Climate change and its impacts already pose considerable challenges for societies that will further increase with global warming (IPCC, 2014a, b). Uncertainties of the climatic response to greenhouse gas emissions include the potential passing of large-scale tipping points (e.g. Lenton et al., 2008; Levermann et al., 2012; Schellnhuber, 2010) and changes in extreme meteorological events (Field et al., 2012) with complex impacts on societies (Hallegatte et al., 2013). Thus climate change mitigation is considered a necessary societal response for avoiding uncontrollable impacts (Conference of the Parties, 2010). On the other hand, large-scale climate change mitigation itself implies fundamental changes in, for example, the global energy system. The associated challenges come on top of others that derive from equally important ethical imperatives like the fulfilment of increasing food demand that may draw on the same resources. For example, ensuring food security for a growing population may require an expansion of cropland, thereby reducing natural carbon sinks or the area available for bio-energy production. So far, available studies addressing this problem have relied on individual impact models, ignoring uncertainty in crop model and biome model projections. Here, we propose a probabilistic decision framework that allows for an evaluation of agricultural management and mitigation options in a multi-impact-model setting. Based on simulations generated within the Inter-Sectoral Impact Model Intercomparison Project (ISI-MIP), we outline how cross-sectorally consistent multi-model impact simulations could be used to generate the information required for robust decision making.

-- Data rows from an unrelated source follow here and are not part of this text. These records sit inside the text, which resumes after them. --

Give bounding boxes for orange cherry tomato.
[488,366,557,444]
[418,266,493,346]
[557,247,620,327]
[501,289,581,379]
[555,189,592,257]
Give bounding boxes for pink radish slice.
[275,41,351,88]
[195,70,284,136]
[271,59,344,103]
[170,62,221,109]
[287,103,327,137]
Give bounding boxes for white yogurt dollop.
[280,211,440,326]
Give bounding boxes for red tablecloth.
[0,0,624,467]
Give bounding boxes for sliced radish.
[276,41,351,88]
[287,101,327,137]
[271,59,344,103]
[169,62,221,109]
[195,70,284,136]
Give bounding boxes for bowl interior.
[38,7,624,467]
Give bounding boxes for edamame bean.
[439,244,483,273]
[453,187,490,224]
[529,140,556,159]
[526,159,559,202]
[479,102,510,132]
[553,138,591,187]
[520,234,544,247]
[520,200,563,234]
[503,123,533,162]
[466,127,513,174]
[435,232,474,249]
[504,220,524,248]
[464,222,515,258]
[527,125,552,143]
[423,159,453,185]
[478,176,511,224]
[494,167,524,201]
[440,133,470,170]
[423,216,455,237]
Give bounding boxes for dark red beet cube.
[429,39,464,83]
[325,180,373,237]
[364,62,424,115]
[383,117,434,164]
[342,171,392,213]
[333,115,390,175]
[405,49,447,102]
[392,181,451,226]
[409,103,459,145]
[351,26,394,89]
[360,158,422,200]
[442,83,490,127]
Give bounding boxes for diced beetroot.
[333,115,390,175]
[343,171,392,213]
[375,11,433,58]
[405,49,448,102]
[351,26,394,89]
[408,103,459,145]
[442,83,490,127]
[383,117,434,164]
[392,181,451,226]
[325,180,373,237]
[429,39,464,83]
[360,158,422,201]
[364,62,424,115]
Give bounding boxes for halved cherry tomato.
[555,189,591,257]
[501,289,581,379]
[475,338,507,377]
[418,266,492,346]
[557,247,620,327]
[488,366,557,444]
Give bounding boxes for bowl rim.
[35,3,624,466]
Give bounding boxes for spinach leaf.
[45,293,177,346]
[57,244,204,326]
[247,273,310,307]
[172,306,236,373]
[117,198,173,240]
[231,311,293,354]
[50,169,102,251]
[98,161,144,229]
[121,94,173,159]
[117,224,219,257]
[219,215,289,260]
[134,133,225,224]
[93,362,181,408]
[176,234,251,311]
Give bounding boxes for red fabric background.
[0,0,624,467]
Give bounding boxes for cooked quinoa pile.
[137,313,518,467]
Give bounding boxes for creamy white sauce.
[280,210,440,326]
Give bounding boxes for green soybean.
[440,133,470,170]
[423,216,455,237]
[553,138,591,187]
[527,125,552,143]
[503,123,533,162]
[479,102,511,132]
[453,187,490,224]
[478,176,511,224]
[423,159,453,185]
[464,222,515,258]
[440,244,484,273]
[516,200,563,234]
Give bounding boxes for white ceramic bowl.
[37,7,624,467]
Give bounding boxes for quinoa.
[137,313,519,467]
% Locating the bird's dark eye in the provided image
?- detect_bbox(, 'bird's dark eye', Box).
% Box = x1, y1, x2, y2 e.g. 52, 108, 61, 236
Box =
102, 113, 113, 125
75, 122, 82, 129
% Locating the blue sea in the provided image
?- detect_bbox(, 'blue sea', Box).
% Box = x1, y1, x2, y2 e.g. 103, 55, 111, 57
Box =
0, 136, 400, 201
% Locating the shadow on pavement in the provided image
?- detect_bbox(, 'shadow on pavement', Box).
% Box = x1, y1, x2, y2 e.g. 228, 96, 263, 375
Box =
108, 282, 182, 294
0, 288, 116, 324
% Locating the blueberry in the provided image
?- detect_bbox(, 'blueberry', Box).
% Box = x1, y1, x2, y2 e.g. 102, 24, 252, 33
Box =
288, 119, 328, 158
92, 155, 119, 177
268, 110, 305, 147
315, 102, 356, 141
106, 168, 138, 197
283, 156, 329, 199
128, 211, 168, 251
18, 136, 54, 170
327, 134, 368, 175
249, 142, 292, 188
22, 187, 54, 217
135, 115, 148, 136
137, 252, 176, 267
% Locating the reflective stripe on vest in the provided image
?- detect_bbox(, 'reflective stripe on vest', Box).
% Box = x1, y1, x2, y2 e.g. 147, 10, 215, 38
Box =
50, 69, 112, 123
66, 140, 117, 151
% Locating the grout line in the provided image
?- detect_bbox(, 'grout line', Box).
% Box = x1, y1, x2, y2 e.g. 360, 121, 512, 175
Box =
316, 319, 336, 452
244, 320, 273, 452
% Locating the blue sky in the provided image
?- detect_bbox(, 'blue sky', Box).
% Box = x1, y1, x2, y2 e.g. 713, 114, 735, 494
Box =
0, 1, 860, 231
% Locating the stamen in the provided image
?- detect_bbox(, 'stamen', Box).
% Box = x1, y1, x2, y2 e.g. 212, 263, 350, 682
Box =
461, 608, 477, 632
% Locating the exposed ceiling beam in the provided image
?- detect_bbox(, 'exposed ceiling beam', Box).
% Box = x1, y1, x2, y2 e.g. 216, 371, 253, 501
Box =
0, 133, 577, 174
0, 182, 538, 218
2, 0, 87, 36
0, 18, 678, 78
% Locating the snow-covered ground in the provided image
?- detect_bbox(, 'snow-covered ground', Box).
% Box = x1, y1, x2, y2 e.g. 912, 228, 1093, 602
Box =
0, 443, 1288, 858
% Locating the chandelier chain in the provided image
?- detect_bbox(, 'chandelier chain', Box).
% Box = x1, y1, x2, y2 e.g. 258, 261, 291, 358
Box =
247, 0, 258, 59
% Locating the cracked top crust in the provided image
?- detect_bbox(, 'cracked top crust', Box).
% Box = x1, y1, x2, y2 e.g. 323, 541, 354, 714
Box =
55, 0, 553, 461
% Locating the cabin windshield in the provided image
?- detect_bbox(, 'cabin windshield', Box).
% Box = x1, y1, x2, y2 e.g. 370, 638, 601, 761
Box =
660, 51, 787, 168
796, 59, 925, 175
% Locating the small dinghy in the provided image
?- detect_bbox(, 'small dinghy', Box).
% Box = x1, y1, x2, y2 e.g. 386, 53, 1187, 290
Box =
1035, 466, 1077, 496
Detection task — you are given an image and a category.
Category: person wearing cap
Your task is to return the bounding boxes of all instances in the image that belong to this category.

Using an illustrative future land use pattern, we discuss the trade-off between potential gains in crop production and associated losses in natural carbon sinks in the new multiple crop-and biome-model setting. In addition, crop and water model simulations are combined to explore irrigation increases as one possible measure of agricultural intensification that could limit the expansion of cropland required in response to climate change and growing food demand. This example shows that current impact model uncertainties pose an important challenge to long-term mitigation planning and must not be ignored in long-term strategic decision making.